指導内容を精選することは、生徒にわからせるために重要なことであるが外国語は、中学校、高等学校を通して初歩的なもの、基本的なものを学習する教科であり、また累積的な内容を持つ教科であるから、中学校英語の修得は高校英語の学習に欠くことができない。
生徒にわからせるためには、中学校英語の基礎の上に、高校英語の授業が展開されなければならない。高校生に求められる英語の知識と、その運用能力の程度は、学習指導要領に示されているが、それは、中学校英語の基礎の上に、極めて広範囲にわたって、生徒の能力に応じて、目標を定めることを認めており、教師の工夫にまつところが多い。
高校における英語学習を始める前に生徒が「わからない」事項を解明し、その上に立って目標を設定し、指導の改善を図ることが順序である。
教師の側で、事前に、高校英語の望ましい水準を設定し、判断がすべてその規準からなされるのであっては、高校教育の義務化が叫ばれている今日の高校生にとって、幸せなことではない。
三、多様化
生徒の能力・適性の多様化に伴って英語の学力差が、従来も大きかったが更に広がり、指導がますます困難になった。

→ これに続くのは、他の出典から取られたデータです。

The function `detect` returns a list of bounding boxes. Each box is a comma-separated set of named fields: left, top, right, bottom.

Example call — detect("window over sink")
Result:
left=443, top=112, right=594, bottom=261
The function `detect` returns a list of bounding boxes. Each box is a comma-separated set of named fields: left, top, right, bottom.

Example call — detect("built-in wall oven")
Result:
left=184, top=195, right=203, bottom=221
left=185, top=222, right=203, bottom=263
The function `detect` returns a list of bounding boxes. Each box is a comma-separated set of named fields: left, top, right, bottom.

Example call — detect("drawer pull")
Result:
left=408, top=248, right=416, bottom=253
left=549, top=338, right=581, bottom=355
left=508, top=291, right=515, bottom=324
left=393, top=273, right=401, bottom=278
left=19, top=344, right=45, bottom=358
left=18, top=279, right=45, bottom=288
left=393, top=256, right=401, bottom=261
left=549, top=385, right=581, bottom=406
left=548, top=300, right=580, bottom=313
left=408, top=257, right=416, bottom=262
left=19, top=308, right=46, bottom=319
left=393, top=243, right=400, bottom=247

このような生徒の激しい変化に対して、高校教師が示してきた反応は、余りにもこそくなものではなかったかと反省したい。学習者のどんな変化にも応ずることができる指導法を、既に、英語教師が身につけ、十分に効果をあげているならば問題はない。しかし、生徒の多様化に応ずる指導法の開発には、多くの教師が戸惑っているのが現状であろう。
生徒の変化に応じて、教え方も変えるべきであり、生徒一人一人に、それぞれ適した方法があるとよく言われるが、われわれ英語教師には、そのような意味でのflexi bilityが足りないように思われる。

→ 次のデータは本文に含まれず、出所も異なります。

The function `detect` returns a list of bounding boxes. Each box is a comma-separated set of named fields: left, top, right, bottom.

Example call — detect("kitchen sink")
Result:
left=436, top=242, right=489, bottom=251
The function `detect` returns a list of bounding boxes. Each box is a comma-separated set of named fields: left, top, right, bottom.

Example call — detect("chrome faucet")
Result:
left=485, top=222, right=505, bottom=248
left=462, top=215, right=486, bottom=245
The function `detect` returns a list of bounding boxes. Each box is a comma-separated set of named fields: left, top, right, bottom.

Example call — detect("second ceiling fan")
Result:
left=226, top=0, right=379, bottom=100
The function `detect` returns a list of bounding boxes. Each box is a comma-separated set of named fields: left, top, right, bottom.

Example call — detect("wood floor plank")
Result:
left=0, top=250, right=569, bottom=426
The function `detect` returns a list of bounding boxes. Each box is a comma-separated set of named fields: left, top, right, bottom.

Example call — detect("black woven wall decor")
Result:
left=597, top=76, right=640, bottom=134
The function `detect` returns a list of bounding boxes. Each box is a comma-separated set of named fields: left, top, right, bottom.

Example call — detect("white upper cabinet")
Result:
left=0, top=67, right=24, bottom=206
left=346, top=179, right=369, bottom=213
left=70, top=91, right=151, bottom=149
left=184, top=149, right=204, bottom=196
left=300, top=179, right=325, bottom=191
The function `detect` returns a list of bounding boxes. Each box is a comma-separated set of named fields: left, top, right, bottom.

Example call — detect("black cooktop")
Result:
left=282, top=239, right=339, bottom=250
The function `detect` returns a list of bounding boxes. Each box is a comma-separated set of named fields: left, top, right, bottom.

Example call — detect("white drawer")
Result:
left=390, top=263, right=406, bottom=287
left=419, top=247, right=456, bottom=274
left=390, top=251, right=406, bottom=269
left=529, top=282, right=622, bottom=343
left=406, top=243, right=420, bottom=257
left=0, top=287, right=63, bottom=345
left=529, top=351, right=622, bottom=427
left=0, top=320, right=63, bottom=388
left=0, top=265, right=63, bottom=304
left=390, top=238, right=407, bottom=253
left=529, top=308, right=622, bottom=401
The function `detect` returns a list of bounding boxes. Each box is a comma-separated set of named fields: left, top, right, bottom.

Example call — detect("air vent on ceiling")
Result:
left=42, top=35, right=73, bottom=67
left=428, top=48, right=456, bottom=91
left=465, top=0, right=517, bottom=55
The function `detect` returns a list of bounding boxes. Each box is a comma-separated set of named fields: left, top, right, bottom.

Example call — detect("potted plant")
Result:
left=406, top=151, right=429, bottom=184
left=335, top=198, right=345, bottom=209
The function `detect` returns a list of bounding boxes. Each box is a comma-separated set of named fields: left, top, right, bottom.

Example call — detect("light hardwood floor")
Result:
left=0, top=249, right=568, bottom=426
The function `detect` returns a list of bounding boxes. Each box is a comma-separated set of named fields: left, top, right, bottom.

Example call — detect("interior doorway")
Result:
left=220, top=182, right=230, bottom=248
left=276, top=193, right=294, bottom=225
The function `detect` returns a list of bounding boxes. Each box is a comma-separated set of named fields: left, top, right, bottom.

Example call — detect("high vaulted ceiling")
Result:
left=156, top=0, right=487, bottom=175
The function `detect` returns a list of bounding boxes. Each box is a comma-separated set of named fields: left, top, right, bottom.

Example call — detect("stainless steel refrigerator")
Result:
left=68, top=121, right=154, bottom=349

教育の本質が、停滞ではなく前進を現状維持ではなく向上を目指すならば多様化した高校生の英語教育について更に、論議を重ねる必要がある。
四、改善の視点
大学入試のために英語を学習するのを、一概に非難することはできないが同時に、大学入試を必要としない生徒に、英語学習の意義をわからせるのも英語教師の使命である。いずれの場合も、英語学習に対する興味関心が、高校卒業後も、生き続けることを願って努力すべきである。

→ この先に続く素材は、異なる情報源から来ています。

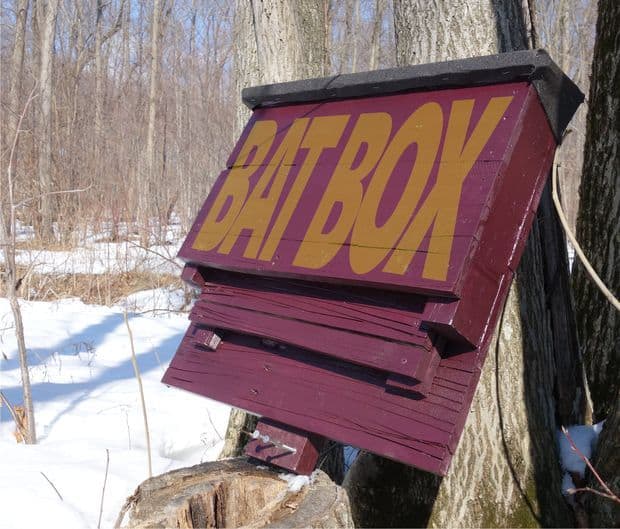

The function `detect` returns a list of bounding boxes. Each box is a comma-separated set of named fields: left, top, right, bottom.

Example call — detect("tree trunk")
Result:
left=140, top=0, right=162, bottom=242
left=221, top=0, right=329, bottom=460
left=115, top=458, right=353, bottom=528
left=572, top=0, right=620, bottom=423
left=369, top=0, right=386, bottom=70
left=573, top=0, right=620, bottom=523
left=586, top=397, right=620, bottom=527
left=36, top=0, right=59, bottom=241
left=1, top=92, right=37, bottom=445
left=4, top=0, right=29, bottom=227
left=343, top=2, right=581, bottom=527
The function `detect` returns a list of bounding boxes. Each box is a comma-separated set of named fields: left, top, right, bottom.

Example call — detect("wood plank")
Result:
left=164, top=334, right=454, bottom=474
left=190, top=303, right=437, bottom=382
left=198, top=282, right=431, bottom=347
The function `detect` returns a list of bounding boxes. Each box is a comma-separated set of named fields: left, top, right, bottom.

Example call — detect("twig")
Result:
left=561, top=426, right=620, bottom=504
left=97, top=449, right=110, bottom=529
left=567, top=487, right=620, bottom=503
left=124, top=309, right=152, bottom=478
left=127, top=241, right=183, bottom=270
left=207, top=409, right=223, bottom=441
left=0, top=391, right=27, bottom=440
left=12, top=185, right=93, bottom=210
left=40, top=471, right=63, bottom=501
left=552, top=152, right=620, bottom=311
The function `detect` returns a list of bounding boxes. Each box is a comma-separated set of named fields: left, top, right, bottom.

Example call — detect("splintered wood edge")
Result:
left=116, top=458, right=353, bottom=529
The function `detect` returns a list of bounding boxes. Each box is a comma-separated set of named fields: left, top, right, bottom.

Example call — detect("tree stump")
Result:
left=115, top=458, right=353, bottom=529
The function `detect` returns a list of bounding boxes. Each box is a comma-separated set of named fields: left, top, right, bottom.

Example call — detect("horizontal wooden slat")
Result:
left=190, top=302, right=436, bottom=382
left=164, top=331, right=455, bottom=474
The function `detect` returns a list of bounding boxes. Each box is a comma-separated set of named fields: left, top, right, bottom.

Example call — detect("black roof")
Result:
left=242, top=49, right=583, bottom=143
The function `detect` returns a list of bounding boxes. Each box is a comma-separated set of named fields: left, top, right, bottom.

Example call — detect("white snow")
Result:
left=557, top=422, right=605, bottom=476
left=7, top=240, right=183, bottom=276
left=0, top=296, right=230, bottom=529
left=2, top=219, right=187, bottom=277
left=278, top=470, right=320, bottom=493
left=558, top=421, right=605, bottom=498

高校を出ると、忘れてしまうというよりも、苦痛に満ちた英語の授業からの解放感から、一切の興味を失ってしまうのは、なんとしても残念なことであり、改善しなければならない。
この原因として、試験に合格することを第一義として、extrinsic motivationのみで、英語の授業を進めることが考えられる。単語を暗記し、くどくどと展開される文法の説明にへき易し、英文を見ればdeciphererとなり英語が人間の実生活とかけはなれた巨大な怪物のように思われるのでは、試験が終われば、なんの興味も残らないのは当然である。
言葉は、思想伝達の手段であると理念的には理解しながら、英語教師自身が、英語を用いて意志を伝え合うことをしない、また、その努力を忘れては生徒に英語学習に対する興味を持続させるのは不可能である。
学力に応じて、あらゆる段階の指導において、教師が積極的に英語を用いて、生徒とのcommunicationを図ることは可能であり、その連続が好ましい学習習慣を形成し、英語ばかりでなく日本語においても、自己を表現することに喜びを見いだすようになるであろう。intrinsic motivationは、このような指導の中から生まれてくる。なぜならば生徒の心に内在する外国語学習に対する関、心の方向は、まさにそこにあるのだから。